Received: 16 June 2016

Accepted: 28 September 2016

Published: 17 October 2016

Abstract

Background

Calcitonin gene-related peptide (CGRP) is a 37-amino-acid vasodilatory neuropeptide that binds to receptor activity-modifying protein 1 (RAMP1) and the calcitonin receptor-like receptor (CLR). Clinical and preclinical evidence suggests that CGRP is associated with hip and knee joint pain; however, the regulation mechanisms of CGRP/CGRP receptor signaling in synovial tissue are not fully understood.

Methods

Synovial tissues were harvested from 43 participants with radiographic knee osteoarthritis (OA; unilateral Kellgren/Lawrence (K/L) grades 3–4) during total knee arthroplasty. Correlationships between the mRNA expression levels of CGRP and those of tumor necrosis factor-α (TNF-α), interleukin (IL)-1β, IL-6, and cycloxygenase-2 (COX-2) were evaluated using real-time PCR analysis of total RNA extracted from the collected synovial tissues. To investigate the factors controlling the regulation of CGRP and CGRP receptor expression, cultured synovial cells were stimulated with TNF-α, IL-1β, IL-6, and prostaglandin E2 (PGE2) and were also treated with PGE2 receptor (EP) agonist.

Results

CGRP and COX-2 localized in the synovial lining layer. Expression of COX-2 positively correlated with CGRP mRNA expression in the synovial tissue of OA patients. The gene expression of CGRP and RAMP1 increased significantly in synovial cells exogenously treated with PGE2 compared to untreated control cells. In cultured synovial cells, CGRP gene expression increased significantly following EP4 agonist treatment, whereas RAMP1 gene expression increased significantly in the presence of exogenously added EP1 and EP2 agonists.

Conclusions

PGE2 appears to regulate CGRP/CGRP receptor signaling through the EP receptor in the synovium of knee OA patients.

Keywords

Knee osteoarthritisCalcitonin gene-related peptideCyclooxygenase-2

Background

The main symptom of knee osteoarthritis (OA) is joint pain. Nonsteroidal anti-inflammatory drugs (NSAIDs) are the most widely used pharmaceuticals for treating OA [1]. Although NSAIDs are effective for reducing pain [2], drugs in this class are nephrotoxic and significantly increase the risk of gastrointestinal ulceration and bleeding and cardiovascular events [3]. For these reasons, the long-term use of NSAIDs is contraindicated in many OA patients, and a need therefore exists for the development of more effective and specific drugs for OA pain management.

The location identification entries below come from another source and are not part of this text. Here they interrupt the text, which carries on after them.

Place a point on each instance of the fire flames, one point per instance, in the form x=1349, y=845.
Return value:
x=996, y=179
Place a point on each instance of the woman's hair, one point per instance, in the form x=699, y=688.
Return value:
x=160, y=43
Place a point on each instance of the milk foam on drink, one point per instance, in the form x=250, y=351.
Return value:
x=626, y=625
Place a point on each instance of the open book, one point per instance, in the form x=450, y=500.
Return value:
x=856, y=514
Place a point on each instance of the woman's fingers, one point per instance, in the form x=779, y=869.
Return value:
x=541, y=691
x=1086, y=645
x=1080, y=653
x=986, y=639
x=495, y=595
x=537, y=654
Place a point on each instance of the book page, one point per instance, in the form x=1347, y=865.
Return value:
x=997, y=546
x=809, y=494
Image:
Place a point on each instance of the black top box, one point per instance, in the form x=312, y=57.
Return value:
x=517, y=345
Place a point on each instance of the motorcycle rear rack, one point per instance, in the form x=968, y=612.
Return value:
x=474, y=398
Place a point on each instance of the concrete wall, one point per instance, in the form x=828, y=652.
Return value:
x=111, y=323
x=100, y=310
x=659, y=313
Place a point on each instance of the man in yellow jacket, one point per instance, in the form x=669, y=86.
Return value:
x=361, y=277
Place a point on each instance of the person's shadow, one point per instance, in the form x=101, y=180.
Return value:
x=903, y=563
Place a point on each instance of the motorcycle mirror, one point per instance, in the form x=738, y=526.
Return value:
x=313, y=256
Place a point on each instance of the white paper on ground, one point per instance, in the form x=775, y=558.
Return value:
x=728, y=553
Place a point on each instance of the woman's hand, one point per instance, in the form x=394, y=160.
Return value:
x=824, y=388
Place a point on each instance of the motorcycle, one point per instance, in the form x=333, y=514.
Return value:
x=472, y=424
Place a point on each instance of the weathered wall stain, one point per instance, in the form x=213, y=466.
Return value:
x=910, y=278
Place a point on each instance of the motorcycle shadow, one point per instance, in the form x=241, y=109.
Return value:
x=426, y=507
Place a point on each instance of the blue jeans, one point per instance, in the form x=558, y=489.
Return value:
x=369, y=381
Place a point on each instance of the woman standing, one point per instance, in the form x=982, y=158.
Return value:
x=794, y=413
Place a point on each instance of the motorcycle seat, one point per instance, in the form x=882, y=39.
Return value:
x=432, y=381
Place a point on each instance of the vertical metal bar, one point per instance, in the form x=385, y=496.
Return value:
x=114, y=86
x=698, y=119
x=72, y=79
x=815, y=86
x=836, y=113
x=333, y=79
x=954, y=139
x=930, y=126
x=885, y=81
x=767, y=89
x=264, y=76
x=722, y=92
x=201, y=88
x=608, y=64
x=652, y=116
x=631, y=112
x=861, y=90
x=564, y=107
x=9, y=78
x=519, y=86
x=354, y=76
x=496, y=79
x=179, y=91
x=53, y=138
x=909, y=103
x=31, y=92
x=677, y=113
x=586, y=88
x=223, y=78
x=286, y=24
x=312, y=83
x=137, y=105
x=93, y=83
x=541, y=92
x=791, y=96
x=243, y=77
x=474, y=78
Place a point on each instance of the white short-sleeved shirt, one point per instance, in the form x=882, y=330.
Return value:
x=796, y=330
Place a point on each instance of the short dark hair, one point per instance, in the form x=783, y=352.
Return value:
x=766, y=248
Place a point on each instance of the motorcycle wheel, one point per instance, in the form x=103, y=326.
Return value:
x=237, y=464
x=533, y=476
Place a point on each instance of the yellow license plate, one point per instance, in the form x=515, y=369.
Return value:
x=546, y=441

Calcitonin gene-related peptide (CGRP) is a 37-amino-acid vasodilatory neuropeptide that binds to receptor activity-modifying protein 1 (RAMP1) and the calcitonin receptor-like receptor (CLR) [4]. Clinical and preclinical evidence suggests that CGRP is associated with hip and knee joint pain [514]. For example, CGRP-positive cells were immunohistochemically detected in the synovial tissue of OA patients [8, 11]. CGRP mRNA was also observed in the synovial tissue of developmental dysplasia of the hip patients [10], and the mRNA and protein expression of CLR and RAMP1 were detected in cultured synovial cells harvested from OA patients [5]. In addition, CGRP antagonist administration to rat OA models led to the relief of pain [6, 7]. Taken together, these observations suggest that CGRP/CGRP receptor signaling in synovial tissue plays an important role in OA pathology. However, the regulatory mechanisms of CGRP and its receptor in synovial tissue are not fully understood.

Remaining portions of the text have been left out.